You just have to look at the evolution of knowledge to realize that the equitation of the correct aids does not give us any chance to express the full scale of our talent and remain sound. At the eighteenth century, Masters regarded the flying change as a difficult movements, they prepared their horses for the move using the balance of the airs above the ground and our ancestors had great difficulties performing the movement. At the end of the nineteenth century, François Baucher understood that the athletic demand of the flying change required a more horizontal balance and our ancestors were more comfortable executing the move. Baucher was in fact the first master performing the tempi changes. In nineteen ninety, Nancy Deuel completed a kinematics study on the flying change, observing that independently of the school of thoughts, the horses gaining the higher score for their flying change, prepared the performance increasing, during the stride preceding the change, the duration of their hind legs ground contact. “Preceding a lead change, the higher-scoring horses increased their contact duration of the hindlimbs and decreased the length of step and time between forelimb impacts to prepare to execute the lead change in the succeeding airborne phase.” (N. R. Deuel, PhD: J. Park, PhD, 1990)

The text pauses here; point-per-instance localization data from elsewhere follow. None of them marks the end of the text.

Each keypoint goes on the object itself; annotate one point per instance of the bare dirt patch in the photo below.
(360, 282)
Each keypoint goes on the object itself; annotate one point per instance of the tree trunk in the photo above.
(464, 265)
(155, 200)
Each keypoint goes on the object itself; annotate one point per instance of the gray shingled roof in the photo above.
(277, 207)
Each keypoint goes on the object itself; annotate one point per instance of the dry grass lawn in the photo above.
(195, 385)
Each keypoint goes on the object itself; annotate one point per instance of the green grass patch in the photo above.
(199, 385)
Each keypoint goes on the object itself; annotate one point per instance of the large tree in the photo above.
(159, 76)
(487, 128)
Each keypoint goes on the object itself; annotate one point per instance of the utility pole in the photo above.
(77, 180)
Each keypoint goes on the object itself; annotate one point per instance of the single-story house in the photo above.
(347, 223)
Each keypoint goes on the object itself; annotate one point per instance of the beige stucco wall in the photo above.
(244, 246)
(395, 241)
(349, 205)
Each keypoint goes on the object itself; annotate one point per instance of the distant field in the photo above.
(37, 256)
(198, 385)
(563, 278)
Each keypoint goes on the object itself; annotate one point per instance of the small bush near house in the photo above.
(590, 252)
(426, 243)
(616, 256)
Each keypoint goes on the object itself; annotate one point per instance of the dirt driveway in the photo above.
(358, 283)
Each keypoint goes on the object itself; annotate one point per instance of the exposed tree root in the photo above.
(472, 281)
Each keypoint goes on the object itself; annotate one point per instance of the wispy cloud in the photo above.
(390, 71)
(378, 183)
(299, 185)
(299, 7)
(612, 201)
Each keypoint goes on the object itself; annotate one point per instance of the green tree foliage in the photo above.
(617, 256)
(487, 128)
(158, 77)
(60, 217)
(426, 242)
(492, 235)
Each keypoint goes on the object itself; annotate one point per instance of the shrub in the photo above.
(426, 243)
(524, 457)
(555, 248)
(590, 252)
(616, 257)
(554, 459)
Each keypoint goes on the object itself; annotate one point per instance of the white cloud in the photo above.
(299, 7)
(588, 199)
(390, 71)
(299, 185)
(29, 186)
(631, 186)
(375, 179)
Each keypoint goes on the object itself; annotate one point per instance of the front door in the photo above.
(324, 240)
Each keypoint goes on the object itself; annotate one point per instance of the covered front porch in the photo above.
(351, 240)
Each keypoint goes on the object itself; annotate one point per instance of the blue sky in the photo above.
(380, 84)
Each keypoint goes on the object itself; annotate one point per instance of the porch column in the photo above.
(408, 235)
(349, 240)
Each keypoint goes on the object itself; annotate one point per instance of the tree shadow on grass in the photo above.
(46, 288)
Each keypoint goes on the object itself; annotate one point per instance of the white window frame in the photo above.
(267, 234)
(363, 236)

Nancy recorded the horses along the dressage ring of the Seoul Olympics, Within the same period of time, studies demonstrated that the support phase of the hind as well as front legs was divided in two consecutive phases, The decelerating phase and the pushing phase. During the decelerating phase, from impact to almost half of the stride, the alighting hind leg resists gravity and inertia while storing elastic strain energy stored in the tendons, muscles and aponeurosis. This energy is then reused during the following propulsive phase. In order to improve their balance for the flying change, gifted horses increase, during the stride preceding the flying change, the decelerating activity of both hind legs. His approach to the flying change is not making us repeating the flying change, but instead educating and coordinating our body for the athletic demand of the move. He teaches us to increase the duration of our hind legs decelerating phase. It is a process that commences with sophisticated education of our back muscles. We all are amazed of how easy is the execution of the flying change when he feels that we are athletically coordinated for the performance and he ask us to perform the move. Caesar told us that his previous rider spent hours of lessons working on the timing of the proper aids, but as he was crooked in his thoracolumbar column, Caesar never figured how the execute the move. Caesar added, “they lose time and money focusing on the timing of the proper aids but never considered the dysfunction of my thoracolumbar spine.” Caesar plays with the flying change regularly in turn out because he corrected Caesar back muscles imbalance. One morning, Caesar executed two flying changes in my direction, halted to see if I was impressed and said, “I am glad that, in spite of the resistance, he persisted.”